Thanks @Patrick10731 , I will test it on cpu. I have 12GB gpu vram, so didn't expect to run out of memory.. I'll test and will report back.

jianfch commented 1 month ago

@dgoryeo 12GB might be too low for the default batch_size=24. Try smaller batch_size.

dgoryeo commented 1 month ago

@jianfch , that must be it. I'll change the batch_size accordingly.

When I use the model directly with transformers, I use batch_size 16 with no problem:

    pipe = pipeline(
        model=model_id,
        torch_dtype=torch_dtype,
        device=device,
        model_kwargs=model_kwargs,
        chunk_length_s=15,
        batch_size=16,
        trust_remote_code=True,
        stable_ts=True,
        punctuator=True
    )

Thanks

jianfch commented 1 month ago

@dgoryeo You can pass this pipe directly to the pipeline parameter of stable_whisper.load_hf_whisper().

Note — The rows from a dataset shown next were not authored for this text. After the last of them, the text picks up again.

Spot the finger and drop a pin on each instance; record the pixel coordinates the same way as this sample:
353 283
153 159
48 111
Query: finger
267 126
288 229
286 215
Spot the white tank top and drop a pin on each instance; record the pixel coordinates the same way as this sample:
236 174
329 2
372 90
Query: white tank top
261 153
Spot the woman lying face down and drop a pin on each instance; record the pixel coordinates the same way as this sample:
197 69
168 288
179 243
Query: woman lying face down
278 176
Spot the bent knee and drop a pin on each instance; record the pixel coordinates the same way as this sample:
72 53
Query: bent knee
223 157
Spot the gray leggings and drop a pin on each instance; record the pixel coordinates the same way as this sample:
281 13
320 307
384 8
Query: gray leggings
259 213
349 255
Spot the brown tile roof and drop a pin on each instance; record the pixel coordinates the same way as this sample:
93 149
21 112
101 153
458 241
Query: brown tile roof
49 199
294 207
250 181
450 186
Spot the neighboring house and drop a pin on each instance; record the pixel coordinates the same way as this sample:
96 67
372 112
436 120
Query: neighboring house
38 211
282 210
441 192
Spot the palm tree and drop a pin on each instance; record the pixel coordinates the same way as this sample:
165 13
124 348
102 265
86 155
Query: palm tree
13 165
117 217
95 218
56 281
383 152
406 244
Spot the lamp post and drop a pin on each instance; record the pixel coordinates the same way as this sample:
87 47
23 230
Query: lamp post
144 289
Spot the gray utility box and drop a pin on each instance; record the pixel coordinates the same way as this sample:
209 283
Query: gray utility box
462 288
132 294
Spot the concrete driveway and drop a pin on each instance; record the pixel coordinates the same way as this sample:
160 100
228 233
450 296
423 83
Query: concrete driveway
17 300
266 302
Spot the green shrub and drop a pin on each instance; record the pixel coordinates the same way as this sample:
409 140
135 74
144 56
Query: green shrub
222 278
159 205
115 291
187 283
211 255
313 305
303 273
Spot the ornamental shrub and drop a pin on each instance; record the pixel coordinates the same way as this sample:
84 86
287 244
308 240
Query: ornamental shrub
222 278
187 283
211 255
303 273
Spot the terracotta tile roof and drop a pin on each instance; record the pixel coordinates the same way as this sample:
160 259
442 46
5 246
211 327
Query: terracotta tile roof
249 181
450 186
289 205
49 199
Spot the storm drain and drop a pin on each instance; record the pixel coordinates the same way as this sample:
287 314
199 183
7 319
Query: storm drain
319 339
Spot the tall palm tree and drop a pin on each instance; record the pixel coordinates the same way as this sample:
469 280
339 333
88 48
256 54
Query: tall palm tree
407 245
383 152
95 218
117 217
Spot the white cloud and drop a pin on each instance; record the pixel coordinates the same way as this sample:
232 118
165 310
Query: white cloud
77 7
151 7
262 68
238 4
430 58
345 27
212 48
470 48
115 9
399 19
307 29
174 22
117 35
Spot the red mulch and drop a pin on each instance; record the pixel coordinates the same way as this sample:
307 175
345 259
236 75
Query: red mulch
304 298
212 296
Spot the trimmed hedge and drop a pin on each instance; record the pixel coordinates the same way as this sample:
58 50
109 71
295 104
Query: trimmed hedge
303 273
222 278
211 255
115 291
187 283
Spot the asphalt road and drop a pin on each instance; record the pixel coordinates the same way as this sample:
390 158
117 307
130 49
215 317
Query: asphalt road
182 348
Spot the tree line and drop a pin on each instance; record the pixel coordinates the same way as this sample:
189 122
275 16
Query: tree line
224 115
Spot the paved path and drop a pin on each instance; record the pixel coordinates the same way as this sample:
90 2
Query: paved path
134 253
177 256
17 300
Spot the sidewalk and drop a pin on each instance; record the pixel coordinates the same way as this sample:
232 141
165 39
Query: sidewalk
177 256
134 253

dgoryeo commented 1 month ago

Here to reporting back that it worked.

I tested the both options: (a) direct calling model = stable_whisper.load_hf_whisper('kotoba-tech/kotoba-whisper-v2.1', device='cuda'), and (b) passing the pipe parameter to stable_whisper.load_hf_whisper(), device cuda.

Both worked. Though I was happier with the results of (a).